Horsepower formula
Horsepower measures the rate of doing work. For a rotating shaft it comes straight from torque and speed: multiply torque in pound-feet by rpm and divide by the constant 5252.
Variables
| HP | Power | horsepower |
| T | Torque | lb·ft |
| N | Rotational speed | rpm |
| 5252 | Unit constant (33000 / 2π) | – |
Rearranged
N = HP × 5252 / T
Worked example
An engine makes 200 lb·ft of torque at 3,000 rpm.
Apply the formula: 200 × 3,000 / 5,252 = 114.
Power rises with both torque and speed, so a small engine spinning fast can match a large one turning slowly. The constant 5252 carries the unit conversions for pound-feet, rpm, and horsepower, and it is the rpm where torque and horsepower curves always cross.

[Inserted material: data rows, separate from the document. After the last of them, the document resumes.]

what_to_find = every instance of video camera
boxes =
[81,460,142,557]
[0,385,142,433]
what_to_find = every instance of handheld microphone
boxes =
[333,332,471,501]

Converting to metric or back to torque?
See the Torque to Horsepower Formula and the Torque Formula.
Where 5252 comes from
One horsepower is 33,000 foot-pounds per minute. Converting torque and rpm into that unit involves multiplying by two pi, for radians per revolution, and dividing by 33,000. The constants collect into 33,000 over two pi, which is 5252. It is not arbitrary; it is the bookkeeping that links pound-feet and rpm to horsepower.
Torque vs horsepower
Torque is the twisting force available now; horsepower is how fast work gets done, combining torque with speed. A tractor has huge torque at low speed for pulling; a race engine makes its horsepower by revving high. Because of the 5252 constant, the two curves on a dyno chart always intersect at 5252 rpm.
FAQ
What is the horsepower formula?
Horsepower equals torque in pound-feet times rpm divided by 5252. Rearranged, torque equals horsepower times 5252 divided by rpm.
Why is the number 5252 used?
It equals 33,000 divided by two pi, the constant that converts pound-feet and rpm into horsepower. It is also where torque and power curves cross.
Can low torque still make high horsepower?
Yes. Because power depends on speed too, a modest torque at very high rpm can produce large horsepower.